Here is a reality check. Polyolefins represent a global market approaching $370 billion, growing at over 5 percent annually.1,2 They make up nearly half of all plastics consumed in Europe.3 By 2034, global production is expected to hit 371 million tons.4  Yet in the European Union’s Clean Industrial Deal — a €100 billion strategy for industrial competitiveness — polyolefins receive barely a mention.4

This represents a profound strategic miscalculation. While policymakers focus on securing access to exotic critical materials like lithium and cobalt, they overlook the fact that polyolefins are already critical materials— they simply happen to be abundant rather than scarce. In the infrastructure-intensive clean energy transition ahead, abundance is not a weakness; it is the ultimate strategic advantage.

While policymakers focus on securing access to exotic critical materials like lithium and cobalt, they overlook the fact that polyolefins are already critical materials.

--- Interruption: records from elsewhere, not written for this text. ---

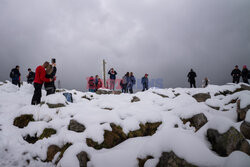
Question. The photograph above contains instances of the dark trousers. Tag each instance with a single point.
(145, 87)
(36, 99)
(236, 80)
(192, 84)
(245, 80)
(16, 82)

The EU’s REPowerEU plan calls for 1,236 GW of renewable capacity by 2030 — more than double today’s levels.4 Every offshore wind farm, solar array and electric grid connection depends on polyolefins. They insulate cables, protect components and form structural parts of turbines and solar panels. Every solar panel relies on polyolefin elastomers to protect its inner workings for up to 30 years, even in harsh weather.8 And every grid connection depends on polyethylene-insulated cables to carry electricity efficiently across long distances. 7

Multiply these requirements across thousands of installations, and the strategic importance of polyolefins becomes undeniable. Yet, currently, the policy framework treats these materials as afterthoughts, focusing instead on the relatively small quantities of rare elements in generators and inverters while ignoring the massive volumes of polyolefins that make the entire system possible.

Beyond energy: the hidden dependencies

The strategic importance of polyolefins extends far beyond energy infrastructure. As one example, modern medical systems depend fundamentally on polyolefin materials for syringes, IV bags, tubing and protective equipment.